Mais deux raisons en particulier se cachent derrière ce laxisme :

  1. La première est l'idée bouddhiste de la réincarnation, qui rend l'avortement moins ''grave'' aux yeux de ceux qui pourraient être contre. Supposant que toute chose à un esprit, pour les Japonais l'esprit se trouvant dans l'embryon va alors rechercher un nouvel hôte. Cette idée permet également aux Japonaises concernées de ne pas avoir de clause de conscience ou d'évaluation psychologique comme celles que l'on a en France ou dans d'autres pays occidentaux, qui existent parfois plus pour empêcher la mère d'avorter que pour réellement l'aider dans le processus. Ainsi il n'y a pas non plus de groupe "pro-life" au Japon qui manifeste près des cliniques ou contre l'avortement.
  2. La seconde raison à ce laxisme est un des principes de la société japonaise même : faire passer l'intérêt de la société avant celui de l'individu. Puisque le besoin était de ralentir la natalité dans un pays en manque de ressources, l'avortement était une solution comme une autre. Mais aujourd'hui, parce que certaines personnes du gouvernement estiment qu'il faudrait que la natalité augmente, l'idée d'interdire l'avortement a été lancée. Ainsi la ministre Seiko Noda, pour pallier les problèmes économiques en cours dans le pays, autant que pour ceux à venir, suppose qu'il faudrait recommencer à forcer les femmes à enfanter pour le bien du pays.

Objectification infantile répandue et parfois dérangeante

En 2015, beaucoup d'articles ont été publiés en France sur la pornographie infantile au Japon, un fléau qui alerte de plus en plus les autorités. Que l'on parle de lolita complex (attirance pour les jeunes filles), d'enjo kosai (prostitution lycéenne) ou de bar à hôtesses, parmi d'autres, le Japon idéalise la jeunesse et l'attrait qu'elle se doit d'avoir pour le reste de la société.

Un chiffre en particulier (donné lors d'un récent meeting de l'ONU) à fait bondir le gouvernement : 13% des mineures japonaises offriraient des services et jusqu'à leur corps contre de l'argent. Parce que l'idée entache l'image du Japon aux yeux du monde, une rétractation a été demandée. Pourtant, le reste des informations expliquant cette recherche corrobore le fait que la prostitution d'adolescentes au Japon est belle est bien présente en trop grand nombre (qui ne cesserait d'augmenter). Une loi a été mise en place afin du lutter contre la diffusion de pornographie infantile, mais l'idée s'arrête là : la diffusion est pénalisée, la possession d'images ne l'est pas.

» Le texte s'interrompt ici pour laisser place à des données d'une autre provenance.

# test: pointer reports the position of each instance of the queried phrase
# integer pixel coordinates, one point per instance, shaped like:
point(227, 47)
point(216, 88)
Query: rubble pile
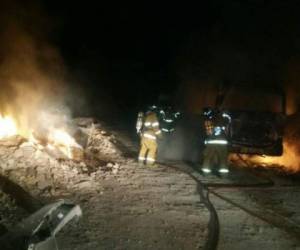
point(48, 172)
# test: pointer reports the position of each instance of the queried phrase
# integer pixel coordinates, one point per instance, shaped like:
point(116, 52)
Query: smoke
point(32, 76)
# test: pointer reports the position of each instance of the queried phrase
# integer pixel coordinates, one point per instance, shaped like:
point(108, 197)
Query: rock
point(109, 165)
point(43, 185)
point(83, 185)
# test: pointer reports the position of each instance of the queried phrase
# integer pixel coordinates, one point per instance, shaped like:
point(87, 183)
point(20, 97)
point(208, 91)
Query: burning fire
point(288, 161)
point(7, 127)
point(56, 139)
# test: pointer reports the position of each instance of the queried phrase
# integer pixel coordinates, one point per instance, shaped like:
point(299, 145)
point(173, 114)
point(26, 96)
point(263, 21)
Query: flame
point(7, 127)
point(288, 161)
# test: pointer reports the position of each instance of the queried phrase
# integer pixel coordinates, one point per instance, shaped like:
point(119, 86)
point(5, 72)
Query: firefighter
point(168, 118)
point(216, 128)
point(149, 134)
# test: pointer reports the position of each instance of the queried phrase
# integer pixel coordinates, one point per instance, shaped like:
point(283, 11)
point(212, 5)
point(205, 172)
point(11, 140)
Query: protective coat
point(149, 135)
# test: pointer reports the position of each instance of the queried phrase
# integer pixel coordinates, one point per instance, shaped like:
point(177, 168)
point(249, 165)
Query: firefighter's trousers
point(215, 154)
point(148, 150)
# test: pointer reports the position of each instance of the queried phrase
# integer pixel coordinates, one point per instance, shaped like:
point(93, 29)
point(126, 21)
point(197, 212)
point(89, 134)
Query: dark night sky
point(133, 52)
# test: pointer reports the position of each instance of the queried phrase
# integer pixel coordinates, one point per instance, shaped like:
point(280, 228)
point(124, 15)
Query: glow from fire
point(65, 143)
point(288, 161)
point(7, 127)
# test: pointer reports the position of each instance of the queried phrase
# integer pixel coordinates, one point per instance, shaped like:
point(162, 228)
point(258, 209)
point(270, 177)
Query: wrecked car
point(257, 119)
point(39, 230)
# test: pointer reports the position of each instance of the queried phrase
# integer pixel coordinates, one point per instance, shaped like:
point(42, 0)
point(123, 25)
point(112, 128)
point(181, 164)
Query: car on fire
point(257, 119)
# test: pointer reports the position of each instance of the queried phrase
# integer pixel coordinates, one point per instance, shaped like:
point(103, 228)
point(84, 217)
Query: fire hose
point(213, 224)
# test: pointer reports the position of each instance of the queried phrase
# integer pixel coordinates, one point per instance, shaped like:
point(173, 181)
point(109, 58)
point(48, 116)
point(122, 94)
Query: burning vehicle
point(257, 119)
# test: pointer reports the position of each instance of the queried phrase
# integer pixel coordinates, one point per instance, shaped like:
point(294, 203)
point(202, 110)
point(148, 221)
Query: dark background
point(123, 56)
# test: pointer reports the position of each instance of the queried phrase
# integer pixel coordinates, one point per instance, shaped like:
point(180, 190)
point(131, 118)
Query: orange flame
point(7, 127)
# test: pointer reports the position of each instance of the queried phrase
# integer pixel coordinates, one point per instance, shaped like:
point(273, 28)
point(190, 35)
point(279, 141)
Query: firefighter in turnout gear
point(216, 128)
point(168, 119)
point(149, 134)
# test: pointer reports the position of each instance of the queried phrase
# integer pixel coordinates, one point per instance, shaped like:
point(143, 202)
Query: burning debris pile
point(63, 163)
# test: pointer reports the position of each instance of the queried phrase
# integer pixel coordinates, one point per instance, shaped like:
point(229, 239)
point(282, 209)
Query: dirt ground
point(128, 206)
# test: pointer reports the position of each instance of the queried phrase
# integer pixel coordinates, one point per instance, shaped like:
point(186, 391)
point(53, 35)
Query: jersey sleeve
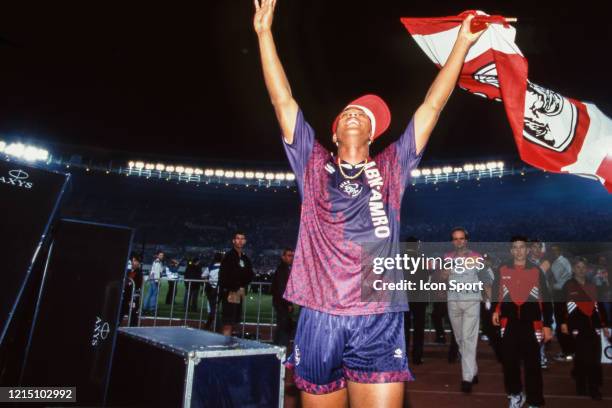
point(403, 154)
point(300, 150)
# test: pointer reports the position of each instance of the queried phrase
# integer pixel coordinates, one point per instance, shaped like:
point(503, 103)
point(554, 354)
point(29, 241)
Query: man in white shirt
point(150, 301)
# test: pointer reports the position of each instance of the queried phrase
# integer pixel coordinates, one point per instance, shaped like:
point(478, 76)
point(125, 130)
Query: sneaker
point(516, 400)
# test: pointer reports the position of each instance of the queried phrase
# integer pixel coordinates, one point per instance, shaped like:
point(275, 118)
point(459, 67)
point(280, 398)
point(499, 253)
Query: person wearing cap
point(349, 349)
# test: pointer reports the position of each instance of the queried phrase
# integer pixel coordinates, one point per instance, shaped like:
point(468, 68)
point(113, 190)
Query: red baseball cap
point(375, 108)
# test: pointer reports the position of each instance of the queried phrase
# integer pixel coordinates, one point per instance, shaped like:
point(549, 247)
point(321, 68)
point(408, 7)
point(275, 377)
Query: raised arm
point(276, 81)
point(427, 114)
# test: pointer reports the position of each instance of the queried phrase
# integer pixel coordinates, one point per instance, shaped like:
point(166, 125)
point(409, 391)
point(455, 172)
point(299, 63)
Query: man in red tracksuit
point(584, 318)
point(523, 309)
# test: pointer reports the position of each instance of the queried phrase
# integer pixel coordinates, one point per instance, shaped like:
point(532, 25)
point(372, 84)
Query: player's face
point(459, 240)
point(353, 128)
point(519, 250)
point(239, 241)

Il est nécessaire que le Japon oublie sa peur face au regard du reste du monde sur sa culture et sa société. S’il veut faire avancer les choses, surtout en matière de pornographie infantile, il doit accepter les chiffres, mettre de côté sa fierté jusqu'à ce que les problèmes soient réglés. Cette honte participe largement de ce qui empêche le pays de promulguer de nouvelles lois, et le gouvernement actuel peine à comprendre l'intérêt du féminisme et de la remise en cause de certaines de ces actions. Pourtant, c'est en faisant ce travail de réflexivité historique que le pays pourra aller de l'avant en matière de droit des femmes et d'égalité des sexes.